Monday, May 9, 2011

Coming Out & 'Creation'

About a week ago, I sat down with one of the couples my wife and I know and told them, rather bluntly, that I'm no longer a Christian. While I had anticipated a number of questions from them—since he's a minister and she is a fellow graduate student at the seminary—I didn't anticipate the silence. The problem was, I think, that I never really let either of them in on my journey. For all they knew, I was just as deeply committed to the Christian faith as they were.

A few days later, my fellow student emailed me a list of questions, trying to be more constructive than simple expressing shock. It was nice of her to make the attempt, and I felt like I was able to say more clearly what changed and why. Even more, I think she realized that any sadness I expressed in my "coming out" was due, on the one hand, to my recognition of their sadness, and on the other, to a real sense that God has "died." I've lived for almost 30 years thinking that God was there, helping me along, hearing my prayers, etc., and now I'm forcing myself to think about the world apart from the help of God—at least the God talked about within Christianity—and that transition carries with it a sense of grief.

(More on this and 'Creation' after the jump...)

The sadness bit might not seem like a big deal if you're not from the Evangelical bubble. My wife and I have talked to a number of folks in the area who have never darkened the doorstep of a church, and a lot of them have been surprised that my de-conversion would be anything worth talking about to others. But for insiders, well, there's this strong sense that you're either "for us" or "against us," and my leaving the church makes me one of them, those people who consciously decide to be "against" the church. To many, like my parents (whom I'll talk to in a couple weeks), I'm also punching my ticket to hell. So, understandably, they're sad. Moreover, I'm not-so-subtly suggesting that their way of seeing the world isn't at all compelling to me, and that I'm choosing to chart a different course. Generally, people don't like hearing such things.

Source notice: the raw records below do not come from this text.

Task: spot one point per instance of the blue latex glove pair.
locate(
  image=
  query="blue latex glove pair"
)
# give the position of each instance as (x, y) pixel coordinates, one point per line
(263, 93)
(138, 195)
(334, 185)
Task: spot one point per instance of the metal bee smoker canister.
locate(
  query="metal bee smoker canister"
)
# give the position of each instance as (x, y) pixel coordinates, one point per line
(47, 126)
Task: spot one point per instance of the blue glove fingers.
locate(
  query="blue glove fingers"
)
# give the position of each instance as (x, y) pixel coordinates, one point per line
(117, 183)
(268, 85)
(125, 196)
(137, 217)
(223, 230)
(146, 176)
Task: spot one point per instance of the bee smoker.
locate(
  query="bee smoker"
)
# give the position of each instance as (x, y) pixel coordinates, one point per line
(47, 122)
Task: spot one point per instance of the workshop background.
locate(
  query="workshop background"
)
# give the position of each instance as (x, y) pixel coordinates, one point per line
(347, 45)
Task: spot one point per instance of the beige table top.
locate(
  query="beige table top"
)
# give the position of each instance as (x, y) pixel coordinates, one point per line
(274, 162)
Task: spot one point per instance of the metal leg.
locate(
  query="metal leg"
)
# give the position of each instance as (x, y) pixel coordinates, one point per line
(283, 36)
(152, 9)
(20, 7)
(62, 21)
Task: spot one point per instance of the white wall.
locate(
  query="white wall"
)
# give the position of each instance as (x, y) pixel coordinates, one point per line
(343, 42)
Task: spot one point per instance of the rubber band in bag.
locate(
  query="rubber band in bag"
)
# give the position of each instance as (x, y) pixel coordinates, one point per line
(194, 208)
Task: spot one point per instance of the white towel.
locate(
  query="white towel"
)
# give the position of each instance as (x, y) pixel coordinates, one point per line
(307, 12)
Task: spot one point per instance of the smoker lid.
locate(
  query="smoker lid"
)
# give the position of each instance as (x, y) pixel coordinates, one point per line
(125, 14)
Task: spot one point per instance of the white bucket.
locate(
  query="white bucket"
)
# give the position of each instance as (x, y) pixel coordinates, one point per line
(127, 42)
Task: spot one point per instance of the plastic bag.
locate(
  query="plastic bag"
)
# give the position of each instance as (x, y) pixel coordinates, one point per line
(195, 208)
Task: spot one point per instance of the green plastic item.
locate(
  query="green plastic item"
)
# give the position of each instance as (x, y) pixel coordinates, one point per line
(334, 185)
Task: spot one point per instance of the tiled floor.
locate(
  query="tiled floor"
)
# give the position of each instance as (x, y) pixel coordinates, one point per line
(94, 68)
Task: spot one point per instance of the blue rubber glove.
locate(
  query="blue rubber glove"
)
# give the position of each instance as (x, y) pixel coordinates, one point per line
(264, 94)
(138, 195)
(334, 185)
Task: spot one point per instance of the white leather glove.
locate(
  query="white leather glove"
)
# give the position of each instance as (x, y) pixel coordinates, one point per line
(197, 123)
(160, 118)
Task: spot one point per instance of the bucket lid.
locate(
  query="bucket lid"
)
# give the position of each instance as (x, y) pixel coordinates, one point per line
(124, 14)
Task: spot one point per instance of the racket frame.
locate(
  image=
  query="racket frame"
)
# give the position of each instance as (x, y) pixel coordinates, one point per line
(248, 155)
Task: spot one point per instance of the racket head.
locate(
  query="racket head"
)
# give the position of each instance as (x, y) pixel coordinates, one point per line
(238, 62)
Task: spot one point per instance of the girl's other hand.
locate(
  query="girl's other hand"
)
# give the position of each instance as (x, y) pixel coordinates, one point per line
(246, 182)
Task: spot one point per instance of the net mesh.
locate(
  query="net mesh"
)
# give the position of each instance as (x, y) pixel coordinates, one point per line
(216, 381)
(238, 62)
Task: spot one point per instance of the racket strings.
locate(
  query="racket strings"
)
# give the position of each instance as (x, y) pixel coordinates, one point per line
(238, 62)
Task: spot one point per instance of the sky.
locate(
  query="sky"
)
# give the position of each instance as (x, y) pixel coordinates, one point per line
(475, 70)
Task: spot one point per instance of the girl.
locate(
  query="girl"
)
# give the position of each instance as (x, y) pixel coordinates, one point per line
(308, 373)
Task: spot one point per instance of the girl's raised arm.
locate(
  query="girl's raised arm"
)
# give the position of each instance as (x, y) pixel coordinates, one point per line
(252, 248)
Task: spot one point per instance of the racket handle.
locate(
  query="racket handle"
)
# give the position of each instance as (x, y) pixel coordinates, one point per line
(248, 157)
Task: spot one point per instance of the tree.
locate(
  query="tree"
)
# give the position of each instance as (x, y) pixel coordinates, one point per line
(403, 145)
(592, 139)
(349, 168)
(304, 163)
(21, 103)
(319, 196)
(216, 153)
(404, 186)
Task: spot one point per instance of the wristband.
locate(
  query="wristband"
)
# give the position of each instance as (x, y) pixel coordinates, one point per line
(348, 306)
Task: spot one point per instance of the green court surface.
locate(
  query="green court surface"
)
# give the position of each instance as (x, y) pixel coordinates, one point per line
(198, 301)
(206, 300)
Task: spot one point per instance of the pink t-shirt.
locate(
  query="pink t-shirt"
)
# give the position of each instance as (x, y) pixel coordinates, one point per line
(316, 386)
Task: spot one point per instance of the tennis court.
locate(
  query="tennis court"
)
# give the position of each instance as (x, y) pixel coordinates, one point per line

In a surprising coincidence, my wife told me about a movie she had just watched on Darwin's publication of On the Origin of Species, called "Creation." It's not quite a biopic, but it does give a glimpse into Darwin (Paul Bettany) and his tumultuous life as it led toward his penning of Origin. He faced more than a little turmoil, especially from his wife (Jennifer Connelly), who was a devout Christian, and who (despite her love for her husband) couldn't simply allow him to write something that seriously undermined the faith of so many in a Creator. As one character tells Darwin: "You've done it! You've killed God!" Darwin initially shrinks back from such a strong statement, but by the end of the film, we see Darwin coming to grips with his loss of faith.

I can't describe all the ways this film resonated with me, let alone offer substantive critical comments about the film itself—such comments were never my forté anyway—but I recommend the film nonetheless for anyone who is transitioning out of religious belief and into something other, whatever that "other" may be.